Student attacked in Territorial Hall, sustains serious injuries

Justin Costley

Three men entered Territorial Hall after 2 a.m. Nov. 12 and one of them allegedly assaulted University student Luke Albers outside his dorm room.
Witnesses said the assailant knocked on Albers’ door, waited for him to answer and then threw him into the hallway wall and began punching him as he lay unconscious on the ground.
Onlookers pulled the assailant off and called 911. Albers was transported to Fairview-University Medical Center where he was treated and released later that morning.
The assailant broke Albers’ cheekbone and eye socket in the alleged assault. Albers also received stitches on both lips from Fairview doctors.
The University doctors who treated Albers told him he will need further surgery to repair his damaged face.
Police reports state the suspects ran out of the building soon after the incident.
The altercation stemmed from an earlier incident when the assailant and a woman he was with encountered Albers and a group of five or six friends in Territorial Hall.
Michael Wilfahrt, who was among this group, said sometime after 2 a.m. Sunday he and a friend were arguing as the man and woman approached.
Wilfahrt added the man remarked, “What’s up, girls?” as he passed by, provoking angry responses from all in the group.
He said everyone involved had been drinking, and though the exchange was heated at times, the disagreement lasted only about a minute before the group was able to get the man to apologize and leave the area.
“We just thought he was really stupid for lipping off to a big group of guys when he was by himself,” Wilfahrt said. “I didn’t think he’d get other people and come back in or anything.”

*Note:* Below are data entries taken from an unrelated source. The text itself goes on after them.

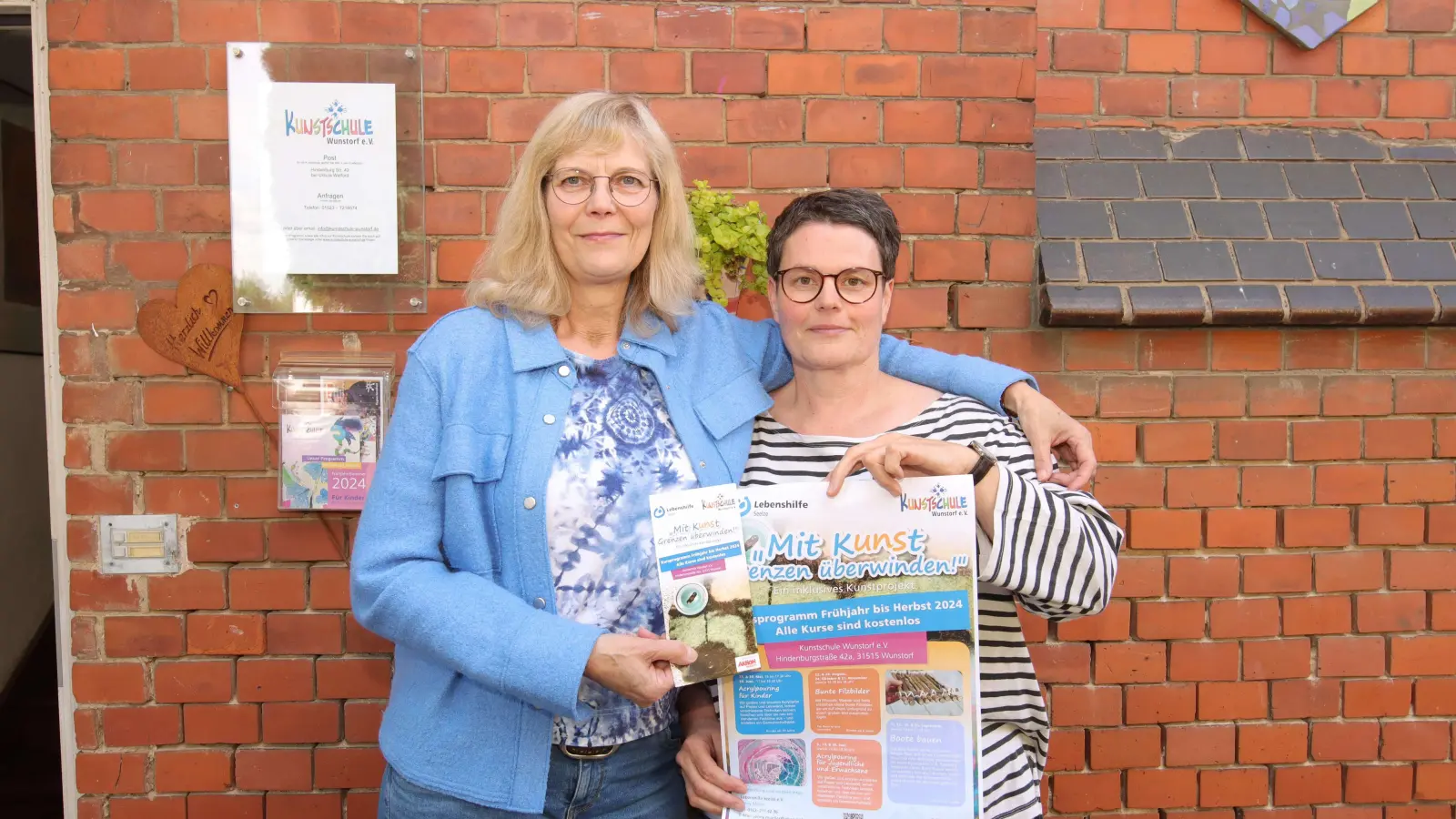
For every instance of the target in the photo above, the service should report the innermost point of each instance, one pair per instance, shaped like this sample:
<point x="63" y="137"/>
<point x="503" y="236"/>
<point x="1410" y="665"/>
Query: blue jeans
<point x="640" y="782"/>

But while Territorial resident Ty Pope, who had been among the group, was in the bathroom, he encountered the man again, this time with two other men.
Pope said the three men recognized him, pushed him against a bathroom stall and asked him where the other participants were.

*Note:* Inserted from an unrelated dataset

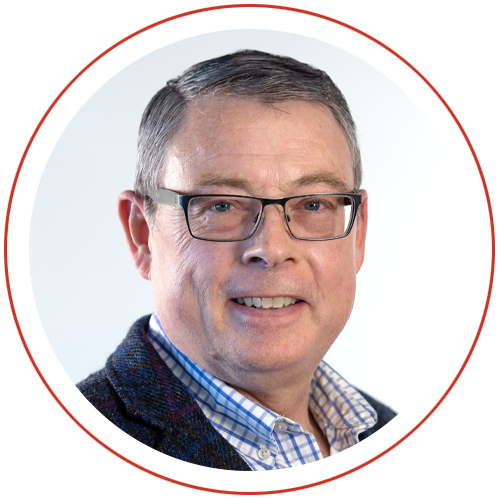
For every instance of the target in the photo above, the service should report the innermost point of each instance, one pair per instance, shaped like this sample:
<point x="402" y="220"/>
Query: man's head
<point x="248" y="124"/>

Lying to them, Pope told the men he didn’t know where the people were, and that they had probably gone to bed anyway.
“I wasn’t going to get anybody in trouble like that, so I told them I didn’t know the people,” Pope added.
After receiving no help from Pope, the man who had been in the hall earlier left the bathroom and allegedly started knocking on random doors.
Pope said he had no way of knowing what would happen next.
“I thought they just would maybe give up on it,” he said.
But they didn’t, and after only 30 or 40 seconds, Pope said, the assailant reached Albers’ door.
Albers, who opened the door thinking it was a friend, never saw the attack coming.
“It looked pretty bad right away,” Pope said of the alleged assault.
“I ran down there and pulled the guy off of him. By that time, Luke was knocked out and bleeding from his lip, eye and nose.”
Pope added the men were searching for anyone involved in the earlier situation and not searching for Albers in particular.
“They were looking for a fight,” Pope said. “(Albers) was the only person that really opened his door. And they recognized him.”
Pope said he’s never seen the three men in the residence hall before, although the woman, who accompanied the man earlier, lives in the residence hall.
Territorial Hall’s doors are always locked, usually forcing people to swipe their U Card or be escorted by a resident to gain access to the building.
Pope said there are numerous rumors about how the men gained entry to the locked hall. He added that while some say the woman let him in, nobody knows for sure.
Lisa Schulte, assistant director of the residence halls, said the suspects may have tailgated behind someone to enter the hall.
“From all the accounts that I’m receiving, the individual that lived in Territorial did not let these three gentlemen in,” Schulte said.
Schulte added that security officers are always on duty at the residence halls from 9 p.m. to 7 a.m., including Territorial Hall.
She said their duty is to patrol the entire interior of the residence halls and deal with any confrontations or emergencies.
“I think as far as any type of emergency that’s handled in the residence halls, it was handled very appropriately,” Schulte said. “Right now we’re just trying to weed out what exactly happened and how.”